Agent B checks position 13, which is an O and matches another O

Agent C checks position 30 and also matches an O.

 

This time, they are all ‘successful’ and all of them become active.

You may be thinking “But two of the are looking in entirely the wrong place, and the third one isn’t much better”, and you would be right.  However, they are not done yet.  Because they are looking through the space in a fairly random way, the system is not going to take the first partial match they acquire as gospel, and they must carry on until enough of them agree for long enough that the features they have found are the right ones.

 

So, turn 3… this time, because all of them are active, they don’t jump around like jumping beans, but sit quietly and take a look around.  They choose to look at 0,2 and 2 this time.

 

A : Looking for an L, found an L.

B : Looking for O, found a D – becomes inactive.
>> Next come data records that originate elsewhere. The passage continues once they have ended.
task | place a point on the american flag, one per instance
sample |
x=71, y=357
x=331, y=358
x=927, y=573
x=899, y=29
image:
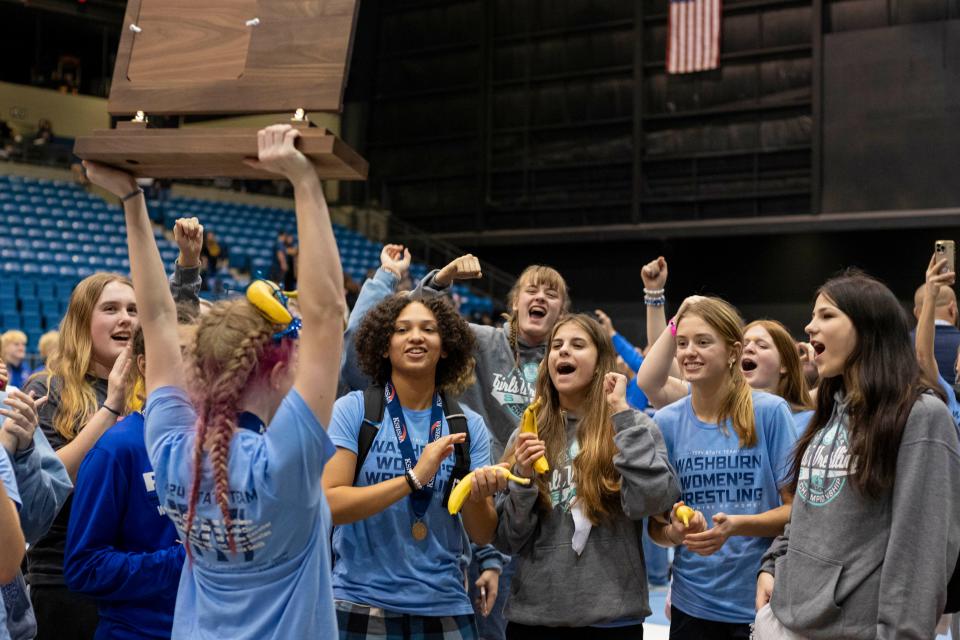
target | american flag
x=693, y=36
C : Looking for an O and found one.

 

Now this time, B knows it is in the wrong place, and asks one of its comrades at random for a hint.  I’ll toss a coin… C.  So B now jumps to the same position C is in, to continue its search next time. (Only we know that this is a bit of a dead end, but Shhh!! Don’t tell the agents!).  A will look at pos 3, B at 1 and C at 0

 

A: looking for a K, found an O – becomes inactive

B: looking for an O, found an O

C: looking for an L, but found an O – becomes inactive.

 

Now the system has a bit of a problem in a silly case like this one, because now all of the agents will jump to B’s location (30).  They only have a 1 in four chance of being active, but as long as one of them is, they will stay in place.  Whilst they have not actually found the right spot, they are not far off.

 

If you have many, many agents, there is obviously a better chance that one will land on the right spot, and of course, once there will always be active.  If others find good but not perfect spots, such as the G of GOOD, they will have a 50% chance of staying active each turn.  It should be fairly obvious that the agents will tend to cluster around the right areas.

 

And it really does work – it is a surprisingly fast search algorithm which also happens to be naturally very well suited to parallel processing.  The more processors you can chuck at this baby, the faster, and more reliably, it will find the solutions.

 

I suspect (but confess I haven’t checked yet) that there are some possible optimisations to this basic framework – these may have already been described in the literature.  The most obvious three, to me are:

  Allow the local search to work in both directions from the chosen location.  Negative offsets will look backwards through feature space, and a 0 offset will have to check for both the 0^th element and the last element.

  When an agent gets its new location from an active agent, allow it to land nearby if there are already a certain number of agents in one spot.  If the search space had a lot of repeated elements (say “aaaaaaaaaah”) and the required string also had a similar high frequency of a particular element (“hahahahahahahahahah”), then there is an unpleasantly high chance of getting false matching.  Allowing agents to miss by a fraction would, I believe, help reduce the risk of this.

  If you have a certain number of agents in one place, remaining active for a reasonable number of turns, check if they are really on the solution.  Of course, if an exact match doesn’t appear in the search space you don’t want to lose the close match you have found, as it may be the best you can do, but you probably also want to make sure some agents are still out there exploring (actually, I seem to remember something similar to this in the method… I really should check!)

 

Anyway, that is a brief introduction, by means of an example which fails to find the solution in the number of iterations I am prepared to type out, of Stochastic Diffusion Search.  It is certainly something I am exploring further at the moment.